Their guidelines utilize three techniques for in-depth, genomics-driven drug discovery that work across populations. These consist of overlap enrichment of disease risk genes with existing drug targets to identify drug repurposing opportunities, endophenotype MR with subsequent quality controls to establish causal links between proteins and disease processes, and screening negative correlations between genetically regulated disease case-control gene expression and compound-regulated gene expression profiles to identify compounds that might correct disease-related gene expression alterations.
They applied this framework to 13 common diseases, identifying 266 drug/compound-disease pairs for possible drug repositioning in disorders ranging from certain types of blood clot to immune signaling pathways in gout.
In the fourth study in this series, researchers from the Norwegian University of Science and Technology and the University of Michigan presented findings from the Trøndelag Health Study (HUNT), a Norwegian population health study begun in 1984, which counts roughly 229,000 participants, approximately 88,000 of whom have provided genetic information.
Through a genetic discovery strategy incorporating genotyping, sequencing, and imputation-based approaches, HUNT researchers have discovered insights into the mechanism of cardiovascular, metabolic, osteoporotic, and liver-related diseases. Over the course of the study, HUNT has inspired similar longitudinal studies across more diverse populations.
In a fifth study, an international team of researchers conducted a large-scale meta-analysis of idiopathic pulmonary fibrosis (IPF), a genetic disease whose rarity complicates research into it. Querying 13 biobanks around the globe and incorporating 11,160 patients from six ancestry groups, the team discovered seven new IPF-related gene markers, including several involved in lung function and COVID-19 response, as well as sex-specific effects. Importantly, the researchers estimate that only one of the new markers would have been identified had the analysis been limited to people of European ancestry.
Meanwhile, Arjun Bhattacharya of the University of California, Los Angeles, and colleagues presented a pipeline for using GBMI data to conduct transcriptome-wide association studies (TWAS). By linking genetic variants to traits, TWASs boost detection power and provide biological context to genetic associations.
The UCLA-led team laid out practical considerations for ancestry and tissue specificity, and meta-analytic strategies, as well as open challenges found at each step of the framework. Their pipeline establishes a foundation for adding transcriptomic context to biobank-linked GWAS, with the potential to accelerate genomic medicine through ancestry-specific expression models.
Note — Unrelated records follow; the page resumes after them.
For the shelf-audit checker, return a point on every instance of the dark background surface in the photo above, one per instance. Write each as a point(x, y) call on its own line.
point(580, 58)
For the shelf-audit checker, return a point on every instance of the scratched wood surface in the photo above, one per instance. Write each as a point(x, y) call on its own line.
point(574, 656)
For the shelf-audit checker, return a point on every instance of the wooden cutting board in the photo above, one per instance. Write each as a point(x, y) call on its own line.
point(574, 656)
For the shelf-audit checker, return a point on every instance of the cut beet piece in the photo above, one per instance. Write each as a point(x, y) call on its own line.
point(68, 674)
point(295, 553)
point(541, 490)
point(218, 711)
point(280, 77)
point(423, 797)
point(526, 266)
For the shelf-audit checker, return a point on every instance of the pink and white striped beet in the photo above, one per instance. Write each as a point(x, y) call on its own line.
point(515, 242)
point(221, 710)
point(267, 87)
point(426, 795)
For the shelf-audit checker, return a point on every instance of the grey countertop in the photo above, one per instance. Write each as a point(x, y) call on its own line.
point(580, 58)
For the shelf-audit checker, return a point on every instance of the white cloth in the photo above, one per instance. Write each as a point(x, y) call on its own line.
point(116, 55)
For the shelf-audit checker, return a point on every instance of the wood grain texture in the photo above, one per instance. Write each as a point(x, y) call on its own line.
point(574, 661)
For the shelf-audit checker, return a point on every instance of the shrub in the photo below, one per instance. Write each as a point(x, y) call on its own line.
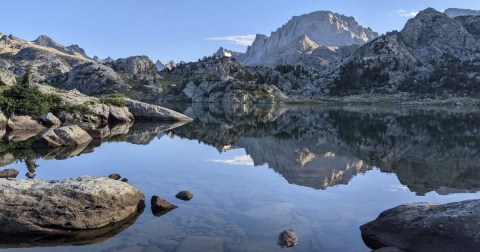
point(25, 100)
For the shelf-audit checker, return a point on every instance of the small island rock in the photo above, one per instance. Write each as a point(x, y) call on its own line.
point(161, 206)
point(8, 173)
point(287, 238)
point(184, 195)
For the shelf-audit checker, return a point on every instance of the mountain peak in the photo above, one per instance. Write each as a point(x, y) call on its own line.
point(456, 12)
point(320, 28)
point(44, 40)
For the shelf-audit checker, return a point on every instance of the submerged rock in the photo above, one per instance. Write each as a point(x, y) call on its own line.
point(64, 207)
point(287, 238)
point(184, 195)
point(161, 206)
point(426, 227)
point(8, 173)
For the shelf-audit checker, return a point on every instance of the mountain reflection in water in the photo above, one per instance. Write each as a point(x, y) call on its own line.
point(243, 208)
point(428, 149)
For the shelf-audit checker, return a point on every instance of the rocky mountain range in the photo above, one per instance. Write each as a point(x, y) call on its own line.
point(433, 54)
point(303, 35)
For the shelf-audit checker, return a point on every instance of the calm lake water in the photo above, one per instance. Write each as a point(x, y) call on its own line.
point(254, 172)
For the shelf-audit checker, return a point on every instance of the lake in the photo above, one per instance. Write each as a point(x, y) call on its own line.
point(256, 171)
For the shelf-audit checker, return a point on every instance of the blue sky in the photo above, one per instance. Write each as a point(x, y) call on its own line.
point(187, 29)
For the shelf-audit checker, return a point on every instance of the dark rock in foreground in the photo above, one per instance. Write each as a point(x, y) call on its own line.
point(161, 206)
point(8, 173)
point(184, 195)
point(426, 227)
point(74, 239)
point(287, 238)
point(65, 207)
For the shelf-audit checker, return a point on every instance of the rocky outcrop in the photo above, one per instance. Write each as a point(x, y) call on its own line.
point(136, 66)
point(110, 113)
point(64, 136)
point(92, 79)
point(145, 111)
point(46, 41)
point(426, 227)
point(7, 78)
point(455, 12)
point(303, 34)
point(160, 66)
point(65, 207)
point(222, 52)
point(433, 54)
point(23, 123)
point(49, 120)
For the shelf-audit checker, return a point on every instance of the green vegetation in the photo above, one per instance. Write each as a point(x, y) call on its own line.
point(114, 99)
point(27, 100)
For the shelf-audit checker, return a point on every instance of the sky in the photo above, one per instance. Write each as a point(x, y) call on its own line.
point(188, 29)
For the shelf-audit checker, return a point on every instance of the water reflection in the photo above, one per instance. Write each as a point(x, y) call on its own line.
point(428, 149)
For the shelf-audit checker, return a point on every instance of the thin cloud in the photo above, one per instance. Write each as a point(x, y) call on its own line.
point(244, 40)
point(236, 160)
point(404, 13)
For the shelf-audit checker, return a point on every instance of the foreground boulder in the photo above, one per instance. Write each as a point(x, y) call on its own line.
point(71, 135)
point(65, 207)
point(145, 111)
point(426, 227)
point(23, 123)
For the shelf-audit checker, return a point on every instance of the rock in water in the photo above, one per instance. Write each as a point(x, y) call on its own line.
point(426, 227)
point(64, 207)
point(161, 206)
point(71, 135)
point(184, 195)
point(288, 238)
point(145, 111)
point(8, 173)
point(115, 176)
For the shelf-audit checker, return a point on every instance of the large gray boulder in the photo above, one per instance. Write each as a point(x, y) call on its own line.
point(65, 207)
point(112, 113)
point(71, 135)
point(426, 227)
point(145, 111)
point(23, 123)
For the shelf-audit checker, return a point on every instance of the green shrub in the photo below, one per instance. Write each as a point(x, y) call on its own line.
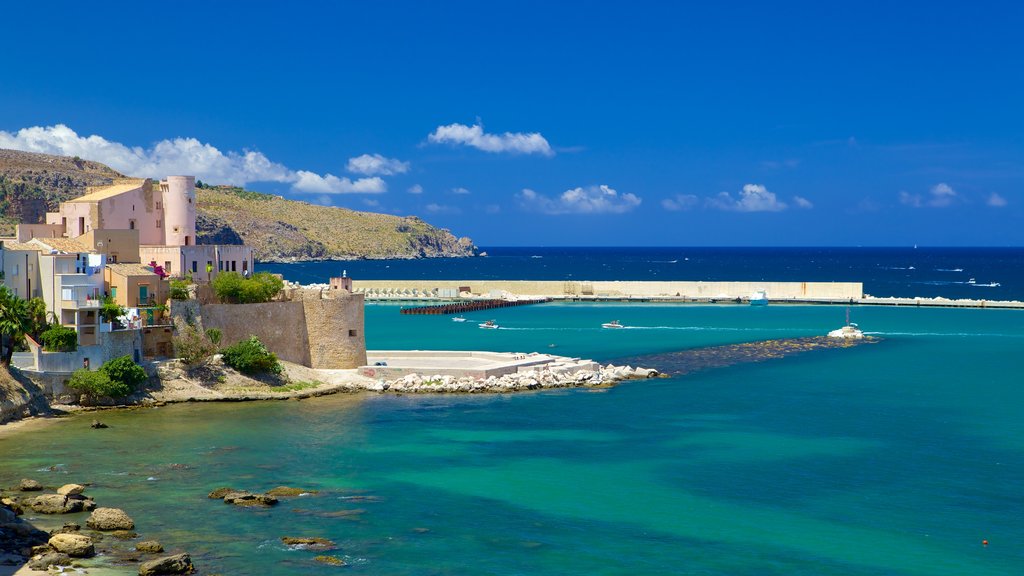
point(251, 357)
point(96, 384)
point(124, 370)
point(179, 289)
point(214, 335)
point(192, 344)
point(232, 287)
point(112, 311)
point(59, 338)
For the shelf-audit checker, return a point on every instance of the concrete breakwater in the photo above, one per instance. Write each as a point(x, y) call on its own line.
point(702, 291)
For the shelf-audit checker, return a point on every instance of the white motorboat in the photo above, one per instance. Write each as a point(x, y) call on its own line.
point(850, 331)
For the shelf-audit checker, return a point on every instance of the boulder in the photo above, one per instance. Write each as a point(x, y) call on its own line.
point(49, 559)
point(71, 490)
point(288, 491)
point(150, 546)
point(110, 519)
point(29, 485)
point(220, 493)
point(75, 545)
point(177, 564)
point(249, 499)
point(308, 543)
point(330, 561)
point(55, 504)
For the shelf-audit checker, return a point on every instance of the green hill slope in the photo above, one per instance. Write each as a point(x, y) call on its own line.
point(279, 230)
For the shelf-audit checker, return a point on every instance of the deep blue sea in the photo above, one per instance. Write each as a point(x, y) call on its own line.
point(896, 458)
point(997, 273)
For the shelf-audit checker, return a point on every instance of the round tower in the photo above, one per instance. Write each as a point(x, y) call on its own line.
point(179, 210)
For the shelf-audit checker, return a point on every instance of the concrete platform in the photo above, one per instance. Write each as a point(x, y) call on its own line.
point(480, 365)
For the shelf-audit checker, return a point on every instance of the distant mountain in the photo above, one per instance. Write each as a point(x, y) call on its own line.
point(279, 230)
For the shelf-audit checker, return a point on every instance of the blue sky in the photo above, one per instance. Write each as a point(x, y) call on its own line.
point(544, 123)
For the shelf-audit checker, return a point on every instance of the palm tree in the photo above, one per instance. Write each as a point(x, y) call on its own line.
point(13, 323)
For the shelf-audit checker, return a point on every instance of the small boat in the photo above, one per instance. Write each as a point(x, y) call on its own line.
point(759, 298)
point(850, 331)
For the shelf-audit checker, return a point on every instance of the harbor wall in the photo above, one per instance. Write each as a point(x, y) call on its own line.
point(626, 289)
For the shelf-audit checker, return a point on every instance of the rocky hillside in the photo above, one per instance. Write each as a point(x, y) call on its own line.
point(279, 230)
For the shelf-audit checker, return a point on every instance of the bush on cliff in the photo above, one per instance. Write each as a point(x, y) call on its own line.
point(192, 344)
point(97, 384)
point(233, 288)
point(251, 357)
point(124, 370)
point(59, 338)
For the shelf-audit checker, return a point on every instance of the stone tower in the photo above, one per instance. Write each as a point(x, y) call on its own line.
point(178, 195)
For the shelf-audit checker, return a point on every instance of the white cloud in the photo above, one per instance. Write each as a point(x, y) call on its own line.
point(680, 202)
point(434, 208)
point(995, 201)
point(591, 200)
point(516, 142)
point(180, 156)
point(754, 198)
point(940, 196)
point(312, 182)
point(370, 165)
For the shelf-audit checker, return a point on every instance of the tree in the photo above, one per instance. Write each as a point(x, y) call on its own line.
point(13, 323)
point(123, 369)
point(231, 287)
point(112, 310)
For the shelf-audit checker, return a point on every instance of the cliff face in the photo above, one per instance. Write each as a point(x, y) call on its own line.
point(279, 230)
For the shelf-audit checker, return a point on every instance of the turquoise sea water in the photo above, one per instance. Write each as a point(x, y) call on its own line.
point(896, 458)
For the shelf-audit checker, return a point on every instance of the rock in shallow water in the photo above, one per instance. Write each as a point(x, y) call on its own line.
point(110, 519)
point(76, 545)
point(177, 564)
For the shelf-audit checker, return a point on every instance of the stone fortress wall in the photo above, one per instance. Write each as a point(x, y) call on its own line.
point(314, 328)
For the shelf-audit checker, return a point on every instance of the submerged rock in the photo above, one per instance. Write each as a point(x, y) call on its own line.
point(249, 499)
point(75, 545)
point(49, 559)
point(219, 493)
point(110, 519)
point(150, 546)
point(309, 543)
point(71, 490)
point(177, 564)
point(29, 485)
point(331, 561)
point(284, 491)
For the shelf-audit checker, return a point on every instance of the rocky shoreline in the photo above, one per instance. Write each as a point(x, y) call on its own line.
point(109, 532)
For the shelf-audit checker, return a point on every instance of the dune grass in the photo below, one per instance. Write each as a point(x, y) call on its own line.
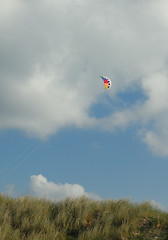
point(82, 219)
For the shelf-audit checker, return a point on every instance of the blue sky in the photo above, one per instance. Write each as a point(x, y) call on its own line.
point(61, 133)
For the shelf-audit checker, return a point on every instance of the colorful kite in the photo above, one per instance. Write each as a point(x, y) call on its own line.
point(107, 82)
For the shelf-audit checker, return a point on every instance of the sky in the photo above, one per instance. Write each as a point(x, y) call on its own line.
point(61, 133)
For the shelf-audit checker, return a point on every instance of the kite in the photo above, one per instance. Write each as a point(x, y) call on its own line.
point(107, 82)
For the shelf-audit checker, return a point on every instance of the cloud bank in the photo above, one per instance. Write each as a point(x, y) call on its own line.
point(41, 187)
point(52, 52)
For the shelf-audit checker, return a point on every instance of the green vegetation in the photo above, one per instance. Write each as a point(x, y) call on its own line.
point(81, 219)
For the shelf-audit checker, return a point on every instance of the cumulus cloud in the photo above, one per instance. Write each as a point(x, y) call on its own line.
point(41, 187)
point(53, 51)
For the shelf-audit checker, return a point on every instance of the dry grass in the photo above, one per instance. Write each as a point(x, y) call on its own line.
point(82, 219)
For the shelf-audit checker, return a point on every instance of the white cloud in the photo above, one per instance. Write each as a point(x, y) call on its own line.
point(40, 187)
point(53, 51)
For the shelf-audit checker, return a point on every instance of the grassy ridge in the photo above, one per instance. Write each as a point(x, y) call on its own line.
point(82, 219)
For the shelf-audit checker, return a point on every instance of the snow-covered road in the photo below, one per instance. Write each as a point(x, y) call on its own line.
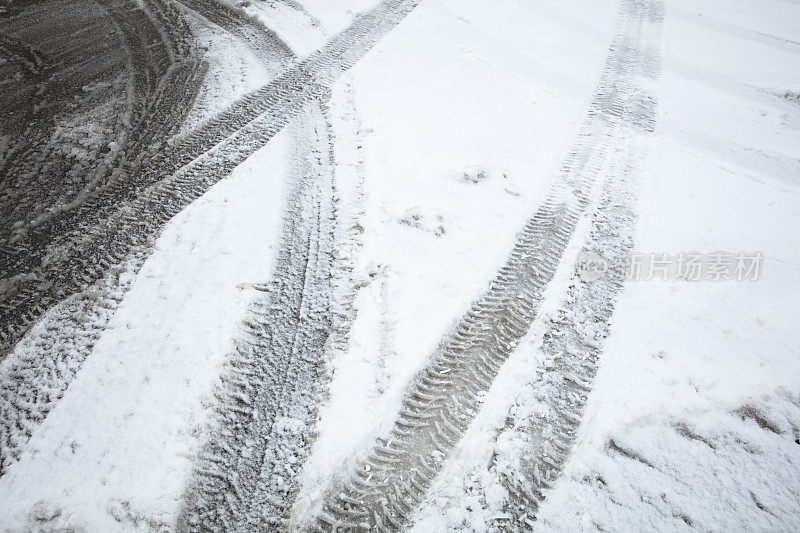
point(302, 265)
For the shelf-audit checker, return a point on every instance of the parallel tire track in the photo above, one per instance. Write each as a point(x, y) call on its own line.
point(573, 341)
point(263, 42)
point(391, 481)
point(46, 265)
point(244, 477)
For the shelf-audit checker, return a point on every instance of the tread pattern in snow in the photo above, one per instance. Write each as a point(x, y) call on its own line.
point(573, 341)
point(65, 255)
point(392, 480)
point(244, 477)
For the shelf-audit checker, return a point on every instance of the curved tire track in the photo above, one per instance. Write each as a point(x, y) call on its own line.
point(48, 264)
point(392, 480)
point(244, 477)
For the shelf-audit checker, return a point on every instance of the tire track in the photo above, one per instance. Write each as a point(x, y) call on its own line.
point(573, 342)
point(392, 480)
point(51, 262)
point(263, 42)
point(244, 476)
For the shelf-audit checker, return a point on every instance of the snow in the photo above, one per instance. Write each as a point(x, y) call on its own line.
point(117, 450)
point(694, 415)
point(447, 135)
point(459, 146)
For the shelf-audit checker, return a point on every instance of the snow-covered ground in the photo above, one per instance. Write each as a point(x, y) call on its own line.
point(447, 136)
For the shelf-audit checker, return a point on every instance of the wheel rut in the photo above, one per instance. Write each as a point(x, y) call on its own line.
point(392, 479)
point(244, 475)
point(573, 341)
Finally, researchers from the Taiwan Biobank (TWB), a member of the GBMI, presented an overview of that biobank's cohort design, phenotype availability, genomic data generation, sample characteristics, genetic discoveries to date, and data access and sharing policy.
The TWB consists of more than 150,000 people largely of Han Chinese ancestry, whose genetic data researchers are linking to Taiwan's National Health Insurance database and other registries to improve genotype-phenotype relationships and enable deep, longitudinal genetic investigations.
Although biased toward male participants and currently lacking children in its cohort, the TWB provides one of the largest biobank resources for East Asian populations and promises to contribute to understanding the genetic basis of health and disease in global populations through collaborative and comparative studies with other biobanks.
"The aims of the GBMI are to increase the power to discover genetic variation associated with phenotypes for GWAS analyses, increase replication power, and determine more accurate polygenic risk scores," Laura Zahn, editor-in-chief of Cell Genomics, said in a statement. "Their work is helping to provide new insights into the underlying biology of human diseases and traits."